© Copyright 2003 Catholic Exchange
Colleen Miner, wife and mother of three daughters, lives in Saranac Lake, NY. She is a reporter/photographer for the Diocese of Ogdensburg. You can email her at cbm510@adelphia.net.
Turning off the household mechanical distractions and praying as a family was a new concept for us. We'd made a New Year’s resolution to pray the rosary together more often. Until now, we had only prayed the rosary together on car trips.
We began the rosary as usual. When we arrived at the first mystery, my normally bubbily, happy six year-old suddenly burst into tears. We all stopped. When I asked what was wrong she said thru sobs, “I don’t know what to feel. What is “luminous”!? Am I supposed to be happy or sad or what?!”
The only other time we had prayed the new luminous mysteries, Ellie had fallen asleep in the car and thus missed the explanation.
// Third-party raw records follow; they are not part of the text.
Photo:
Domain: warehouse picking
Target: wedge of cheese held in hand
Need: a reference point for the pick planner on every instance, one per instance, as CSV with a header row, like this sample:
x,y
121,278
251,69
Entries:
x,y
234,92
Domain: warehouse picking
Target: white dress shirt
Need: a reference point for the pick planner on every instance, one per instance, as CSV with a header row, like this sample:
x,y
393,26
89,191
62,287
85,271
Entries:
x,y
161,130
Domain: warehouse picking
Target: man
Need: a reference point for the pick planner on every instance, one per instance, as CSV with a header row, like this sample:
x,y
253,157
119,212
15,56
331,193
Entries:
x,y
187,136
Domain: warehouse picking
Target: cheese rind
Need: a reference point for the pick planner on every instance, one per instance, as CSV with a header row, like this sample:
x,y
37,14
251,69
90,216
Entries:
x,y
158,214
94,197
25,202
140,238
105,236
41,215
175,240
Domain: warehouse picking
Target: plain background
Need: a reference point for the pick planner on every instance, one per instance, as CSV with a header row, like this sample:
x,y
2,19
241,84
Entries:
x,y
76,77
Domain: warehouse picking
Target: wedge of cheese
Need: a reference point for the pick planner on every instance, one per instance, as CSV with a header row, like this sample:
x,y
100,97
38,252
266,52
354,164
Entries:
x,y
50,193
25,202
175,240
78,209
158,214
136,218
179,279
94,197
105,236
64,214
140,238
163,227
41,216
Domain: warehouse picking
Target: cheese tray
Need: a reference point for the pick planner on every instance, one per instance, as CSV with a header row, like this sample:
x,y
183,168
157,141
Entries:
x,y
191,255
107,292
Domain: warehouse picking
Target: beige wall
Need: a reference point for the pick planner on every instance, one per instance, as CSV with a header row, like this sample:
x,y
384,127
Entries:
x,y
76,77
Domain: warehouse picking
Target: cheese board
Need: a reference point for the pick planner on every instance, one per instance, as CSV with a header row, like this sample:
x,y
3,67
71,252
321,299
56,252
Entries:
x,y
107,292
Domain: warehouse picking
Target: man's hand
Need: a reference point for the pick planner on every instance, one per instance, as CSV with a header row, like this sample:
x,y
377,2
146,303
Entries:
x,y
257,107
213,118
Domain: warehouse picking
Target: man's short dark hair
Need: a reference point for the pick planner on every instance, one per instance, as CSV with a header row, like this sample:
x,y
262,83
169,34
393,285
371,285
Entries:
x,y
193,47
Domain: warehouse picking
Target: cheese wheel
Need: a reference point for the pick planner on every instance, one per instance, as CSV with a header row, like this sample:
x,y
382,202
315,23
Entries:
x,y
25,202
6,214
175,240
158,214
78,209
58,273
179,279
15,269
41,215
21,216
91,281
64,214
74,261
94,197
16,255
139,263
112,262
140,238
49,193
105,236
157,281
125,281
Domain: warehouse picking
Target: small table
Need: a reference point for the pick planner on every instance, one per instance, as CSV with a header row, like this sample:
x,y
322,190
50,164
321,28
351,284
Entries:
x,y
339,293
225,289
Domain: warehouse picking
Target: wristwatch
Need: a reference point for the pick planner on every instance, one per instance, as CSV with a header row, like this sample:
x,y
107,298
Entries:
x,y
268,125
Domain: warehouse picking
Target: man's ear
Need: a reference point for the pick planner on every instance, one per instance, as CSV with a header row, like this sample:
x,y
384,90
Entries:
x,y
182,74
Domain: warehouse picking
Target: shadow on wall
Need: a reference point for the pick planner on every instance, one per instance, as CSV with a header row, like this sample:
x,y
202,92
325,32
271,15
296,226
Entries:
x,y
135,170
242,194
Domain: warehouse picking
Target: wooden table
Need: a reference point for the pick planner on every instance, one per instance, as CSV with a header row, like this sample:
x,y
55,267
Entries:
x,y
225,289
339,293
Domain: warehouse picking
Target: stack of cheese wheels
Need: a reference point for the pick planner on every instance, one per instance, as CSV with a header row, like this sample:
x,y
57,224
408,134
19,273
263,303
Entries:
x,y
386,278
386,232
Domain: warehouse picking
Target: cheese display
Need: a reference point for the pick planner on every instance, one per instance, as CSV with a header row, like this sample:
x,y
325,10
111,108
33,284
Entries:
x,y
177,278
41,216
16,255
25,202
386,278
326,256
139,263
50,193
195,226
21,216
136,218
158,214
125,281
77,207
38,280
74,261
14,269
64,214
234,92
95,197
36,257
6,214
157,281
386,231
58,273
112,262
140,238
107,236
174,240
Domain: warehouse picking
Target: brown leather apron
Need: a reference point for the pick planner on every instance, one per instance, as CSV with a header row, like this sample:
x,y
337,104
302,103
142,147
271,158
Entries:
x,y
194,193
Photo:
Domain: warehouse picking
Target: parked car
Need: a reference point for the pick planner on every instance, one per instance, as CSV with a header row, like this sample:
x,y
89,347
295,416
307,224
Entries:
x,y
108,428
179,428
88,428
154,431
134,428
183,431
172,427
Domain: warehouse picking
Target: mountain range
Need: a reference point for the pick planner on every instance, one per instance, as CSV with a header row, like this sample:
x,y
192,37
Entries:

I quickly dried her tears and told her that “luminous” means “full of light” (I knew those high school Latin classes would come in handy someday!). I told her I wasn’t exactly sure how she was supposed to feel, but explained how the new mysteries ‘filled in’ the rosary and how they focused on what Jesus did during his public ministry here on earth.
Later on I recalled how I felt when I'd first learned about the new mysteries. I logged onto the computer like any other morning and read my Zenit news feed from Rome. I could not believe what I was reading. How could the rosary change after so many years? How could the Pope pick out just five events in Jesus’ life? I could not even understand some of the mysteries he chose (i.e., the Transfiguration), so how could I possibly meditate on them or explain them to others?
I was awash in feelings similar to what my six year-old had expressed. Inside I was crying, “Wait! I don’t know what to feel!” I realized then how much I dislike changes in my faith. I began resenting these new mysteries because I did not understand them much like my daughter.
My less-than-humble, stubborn self told my husband that adding a new set of mysteries to the rosary was a dumb idea and that I was going to pray the rosary as I had always prayed it. I told him I would have chosen different mysteries, ones that were easier and more memorable like when Jesus raised Lazarus after he had been dead for three days or walked on the water or healed the woman who simply touched His cloak in faith. Surely there were greater events to memorialize than the wedding feast at Cana!
My husband, always good at serving up a dose of reality, told me that the Pope, guided by the Holy Spirit, must know better than I. Cowering, I agreed. So I read up on these new mysteries, both online and in the Catholic press, and learned what they meant and what significance they hold. The wedding feast at Cana was in fact the Lord’s first known public miracle. Hmm, I thought, pretty cool.
I now understand that Pope John Paul II added the new mysteries to bring us closer to Christ and to shed some new light on His life and saving work. They were added for our good to help us one day be with the One who is ‘full of light.”